In recent technological advancements, wireless communication systems play important roles in our life. An antenna is one of the necessary devices used in wireless communication. Currently, wireless communication systems require antennas that have higher performance, compact in size, low cost, multiband, and wideband for both commercial and military applications. The miniaturized shape of an antenna is the latest among all, which is known as microstrip patch antennas (MPAs). The MPAs can fully attain the above requirements. Various qualities of MPAs are reduced size of the antenna, operating in multiband frequencies, easy to manufacture and install, simple to build on PCB board, and easy to fabricate. The fractal geometric shapes were applied to MPA to develop a miniaturized, multiband, and wideband antenna for wireless applications with better performance. In this thesis, rectangular Sierpinski carpet, H-shape Sierpinski carpet, and modified (polygon) Sierpinski carpet fractal antennas are designed with various iterations. This thesis aims to design and simulate of multiband Sierpinski carpet fractal antenna for wireless applications. The proposed antennas are designed on FR-4 epoxy substrate, having a relative permittivity of 4.4 with an operating frequency of 1.8 GHz. The overall size of the proposed antenna is 60x50x1.6 mm3. The performance of the proposed antenna has been analyzed in terms of various antenna parameters such as VSWR, gain, directivity, efficiency, radiation pattern, return loss, bandwidth. Design and simulation are done using ANSYS HFSS (High-Frequency Structure Simulator) Software.

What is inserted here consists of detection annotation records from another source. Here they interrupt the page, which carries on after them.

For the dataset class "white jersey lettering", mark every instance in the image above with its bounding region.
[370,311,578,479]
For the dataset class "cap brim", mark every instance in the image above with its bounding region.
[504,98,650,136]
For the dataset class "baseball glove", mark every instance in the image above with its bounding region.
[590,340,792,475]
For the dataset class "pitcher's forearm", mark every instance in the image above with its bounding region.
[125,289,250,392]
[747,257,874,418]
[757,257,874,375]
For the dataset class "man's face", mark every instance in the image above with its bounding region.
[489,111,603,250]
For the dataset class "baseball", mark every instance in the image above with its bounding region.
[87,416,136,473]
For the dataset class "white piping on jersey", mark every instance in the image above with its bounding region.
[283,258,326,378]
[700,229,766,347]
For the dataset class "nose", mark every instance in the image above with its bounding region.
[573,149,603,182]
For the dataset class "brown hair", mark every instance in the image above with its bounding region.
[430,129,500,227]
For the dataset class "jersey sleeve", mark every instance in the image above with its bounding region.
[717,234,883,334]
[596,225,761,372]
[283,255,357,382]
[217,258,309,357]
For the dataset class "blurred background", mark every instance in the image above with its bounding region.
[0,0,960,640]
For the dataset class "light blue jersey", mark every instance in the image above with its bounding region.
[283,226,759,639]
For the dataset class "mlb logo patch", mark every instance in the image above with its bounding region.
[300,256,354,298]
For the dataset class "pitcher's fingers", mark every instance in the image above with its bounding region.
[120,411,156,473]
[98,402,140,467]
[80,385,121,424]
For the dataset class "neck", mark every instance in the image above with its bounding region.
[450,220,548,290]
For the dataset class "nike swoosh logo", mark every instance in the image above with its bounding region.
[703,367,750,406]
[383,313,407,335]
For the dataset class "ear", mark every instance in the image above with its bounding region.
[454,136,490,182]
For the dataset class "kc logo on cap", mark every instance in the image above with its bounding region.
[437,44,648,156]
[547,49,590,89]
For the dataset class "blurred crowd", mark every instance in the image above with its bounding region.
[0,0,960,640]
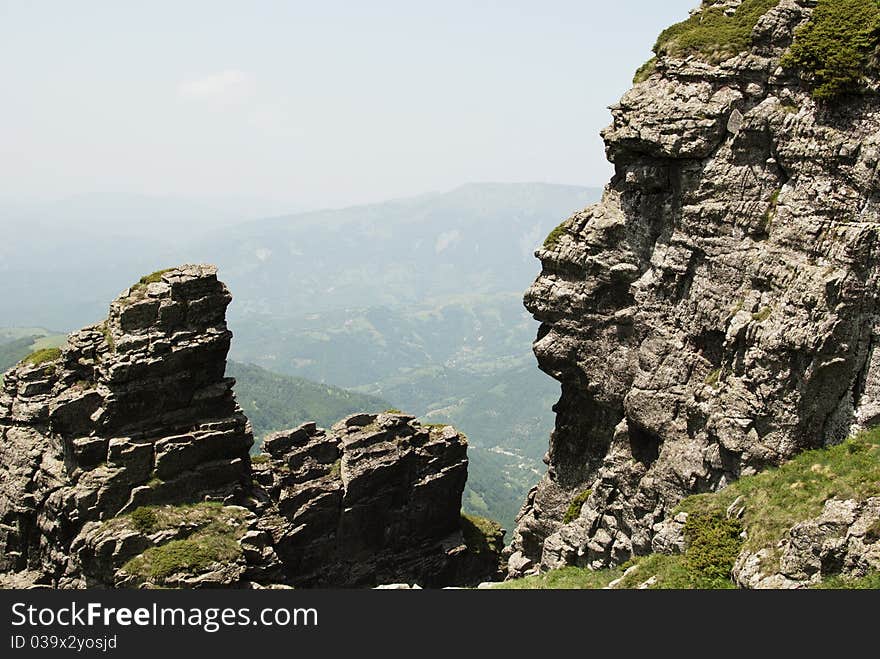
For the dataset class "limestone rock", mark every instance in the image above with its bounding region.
[0,265,253,586]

The simulation results obtained from a modified (polygon) Sierpinski carpet fractal antenna in the fourth iteration shows at 8.8 GHz resonant frequencies, achieved better bandwidth of 981 MHZ, return loss of -21.80 dB, VSWR of 1.19, the gain of 9.23 dB, and directivity of 11.30dB. The proposed antenna is applicable for multiband wireless applications such as RMM, LLWAS, LDRLC, UWB, and Satellite communication at 8.8 GHz operating frequency.